Advances in medicine not only applied to physical ailments but extended to mental illness as well. Institutions treating mental and physical ailments cropped up at the beginning of the 19th century treating maladies such as “hysteria” and “nervous complaints”. Two such facilities in Westport—The Westport Sanitarium and Dr. McFarland’s Sanitarium—were considered medically cutting-edge for diseases of the mind. These institutions worked toward what was believed to be the betterment of society.

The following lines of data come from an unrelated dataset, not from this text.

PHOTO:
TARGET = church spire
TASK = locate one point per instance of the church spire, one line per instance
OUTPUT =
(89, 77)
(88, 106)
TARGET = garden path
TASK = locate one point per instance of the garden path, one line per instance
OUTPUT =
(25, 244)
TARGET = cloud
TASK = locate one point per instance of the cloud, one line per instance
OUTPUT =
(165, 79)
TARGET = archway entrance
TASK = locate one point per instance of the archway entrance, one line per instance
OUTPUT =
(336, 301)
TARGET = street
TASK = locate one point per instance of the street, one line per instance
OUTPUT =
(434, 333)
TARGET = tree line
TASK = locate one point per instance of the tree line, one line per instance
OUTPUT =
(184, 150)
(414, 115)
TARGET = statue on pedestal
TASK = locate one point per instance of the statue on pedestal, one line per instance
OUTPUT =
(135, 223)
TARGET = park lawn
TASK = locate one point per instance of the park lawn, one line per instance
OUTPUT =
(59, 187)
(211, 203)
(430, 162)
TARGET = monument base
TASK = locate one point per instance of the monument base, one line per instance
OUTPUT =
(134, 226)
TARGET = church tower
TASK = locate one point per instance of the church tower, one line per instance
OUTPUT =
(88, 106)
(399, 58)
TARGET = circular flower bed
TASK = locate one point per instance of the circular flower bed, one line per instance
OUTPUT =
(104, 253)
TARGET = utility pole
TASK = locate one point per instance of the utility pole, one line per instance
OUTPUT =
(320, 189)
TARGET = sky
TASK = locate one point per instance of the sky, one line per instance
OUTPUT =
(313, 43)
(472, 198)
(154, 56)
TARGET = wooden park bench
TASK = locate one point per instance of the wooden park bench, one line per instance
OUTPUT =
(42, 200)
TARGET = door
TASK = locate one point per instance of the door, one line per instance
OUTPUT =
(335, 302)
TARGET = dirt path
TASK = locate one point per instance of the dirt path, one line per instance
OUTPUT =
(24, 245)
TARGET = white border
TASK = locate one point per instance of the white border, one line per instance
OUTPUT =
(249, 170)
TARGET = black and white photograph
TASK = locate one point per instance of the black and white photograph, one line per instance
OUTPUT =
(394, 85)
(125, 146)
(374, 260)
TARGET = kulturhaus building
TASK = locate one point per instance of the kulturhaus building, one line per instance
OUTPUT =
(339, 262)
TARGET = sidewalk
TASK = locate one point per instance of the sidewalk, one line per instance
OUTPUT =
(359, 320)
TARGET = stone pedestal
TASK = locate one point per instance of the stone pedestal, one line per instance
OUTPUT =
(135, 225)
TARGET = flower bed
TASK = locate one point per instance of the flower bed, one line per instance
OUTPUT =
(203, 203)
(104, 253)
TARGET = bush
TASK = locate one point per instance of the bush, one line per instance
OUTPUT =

However, the “betterment of society” was not always about helping the ill—sanitariums were sometimes used to mitigate and control dissidents and outliers who did not conform to the norms of the day. Individuals considered insane were committed to asylums and were often prescribed physically barbaric treatments such as ice baths and shock therapy. Even drastic brain surgery such as the lobotomy which removed portions of the brain to control behavior, were also performed as a method last resort.
Progressive activists such as Dorothea Dix and investigative journalist Nelly Bly, working on behalf of the mentally ill, shed light on sanitarium practices with their exposés examining medical treatments and conditions at such facilities. They also cast a sharp eye upon confinement of nonconformists for the benefit of those they embarrassed—or challenged. Reformers’ work ultimately forced state and local governments to monitor and place stronger regulations upon these facilities for the protection of patients.